Tue. September 18
Washington D.C. Comes Back to Life
Over the past twenty years, my hometown of Washington, D.C. has been resurrected.
It’s been a miracle. This past weekend I attended the H Street Festival, a party to celebrate an up and coming strip in D.C. For decades, H Street was known as a “riot corridor,” one of the places in the city that had almost been destroyed by the 1968 Washington riots following the murder of Martin Luther King, Jr.
Washington is just now starting to recover from the riots. More than 1,200 buildings were burned and the cost was almost $25 million, the third highest in U.S. history. Four months after the riot, in August 1968, Ben W. Gilbert, a black reporter for the Washington Post, made contact with three men who claimed responsibility for the violence following King’s death. The men were left-wing agitators who had been planning violence for months before King’s death, then used King’s death to spread mayhem, provoking crowds to violence, and even using dynamite to blow up buildings. In fact, many of the rioters were looters, criminals, and kids who, according to at least one witness, cared little or nothing about Martin Luther King.

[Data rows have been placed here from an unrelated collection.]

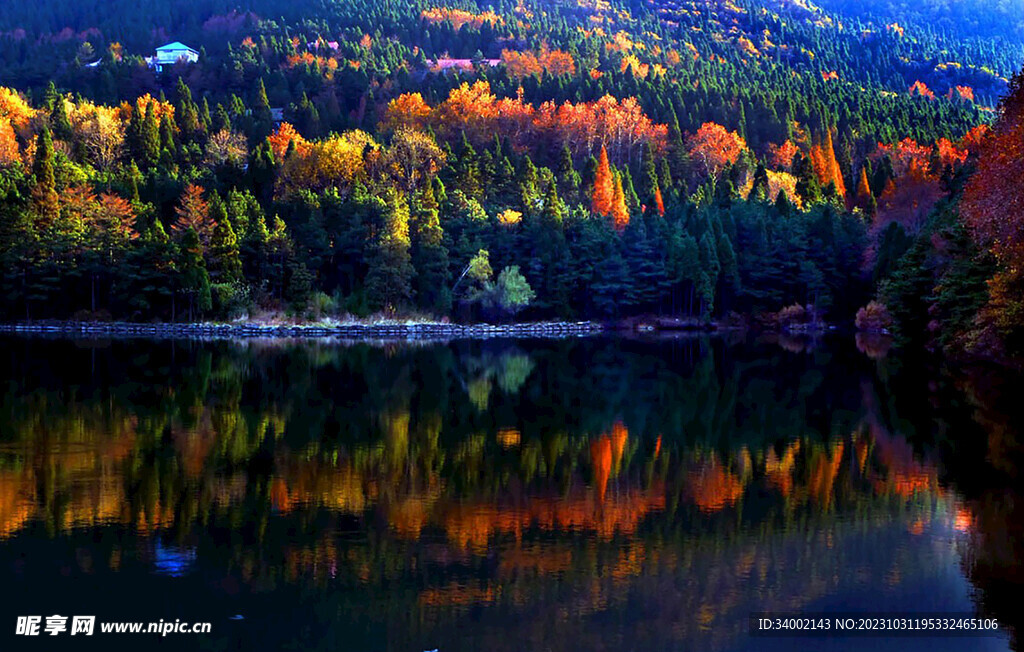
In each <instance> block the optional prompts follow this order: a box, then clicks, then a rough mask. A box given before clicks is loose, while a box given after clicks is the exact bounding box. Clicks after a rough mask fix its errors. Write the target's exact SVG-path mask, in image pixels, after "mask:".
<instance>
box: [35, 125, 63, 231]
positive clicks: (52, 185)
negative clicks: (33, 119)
mask: <svg viewBox="0 0 1024 652" xmlns="http://www.w3.org/2000/svg"><path fill="white" fill-rule="evenodd" d="M32 172H33V175H34V176H35V178H36V187H35V188H34V189H33V198H34V199H35V201H36V206H37V208H38V209H39V212H40V213H42V214H44V215H47V216H50V217H53V216H55V215H56V213H57V211H58V210H59V207H58V203H57V202H58V198H57V190H56V175H55V173H54V170H53V138H52V137H51V136H50V130H49V128H48V127H43V129H42V131H40V132H39V135H38V136H37V137H36V160H35V162H34V163H33V166H32Z"/></svg>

For years it was not safe for people, certainly whites but even blacks, to go through the riot corridors of U Street and H Street. To those of us who love cities and love Washington (yes, there are folks who love Washington), this was tragic. I consider myself a City Journal conservative; like the writers and editors of the pro-urban conservative journal, I cannot live without the energy, creativity, art, and passion of a city. Not to mention the joy and love that comes from the architecture of our great cities. (Despite having been there many times, I still feel a surge of joy when I step out of Penn Station and into New York City.)
Yet for those things to thrive, cities also need other virtues: kindness towards those who live in close quarters. Humility to know that you are giving up on the suburban dream, and are OK with that. Self-reliance and perseverance to endure some of the hassles of city life, from high subway fares to the occasional crazy person on the street. Generosity towards artists and other weirdos. These have been the principles that have allowed new businesses and renters to slowly come back into Washington’s riot corridors.
And perhaps the most important virtue in the case of Washington is forgiveness. The riots exacerbated what was already a deep racial divide in Washington. Yet walking through H Street or U Street today, one sees a wonderful multicultural mix. Despite some corridors of resentment people are getting along.
It’s a wonderful site, and a reminder to native Washingtonians like myself that despite all the rage and resentment of the riots, people have made the right decision–they have chosen love and forgiveness. The morning after King was murdered, leftist agitator Stokely Carmichael held a news conference, where he announced, “America killed Dr. Martin Luther King, Jr. last night . . . what it means is that we have gone full swing into the revolution.” After his conference Carmichael went to a rally at Howard University, one of the oldest and most prestigious black schools in America. Howard stands proudly on a hilltop over black Washington, which at the time was burning. One reporter observed that “the tenor of the speeches was vehemently anti-white.” The American flag was lowered and the flag of Ujamma, a black separatist group, was raised.
Then something remarkable happened: the doors of Howard University’s Cramton auditorium opened and a throng of immaculately dressed black men and women poured forth. They had been at a memorial service for Dr. King. They had sung Brahms’s “Requiem,” the hymn “Precious Lord,” and “A Mighty Fortress is Our God.” The service ended with “We Shall Overcome.” As the mourners filed out, they found themselves face to face with Carmichael and the Ujamma flag. Here were the two faces of America–the scowling visage of the radical and the quiet dignity of the face of Christian love and nonviolence. After a few minutes the crowds moved away from each other in different directions. The faithful melted into the silent majority. But their voices are once again being heard.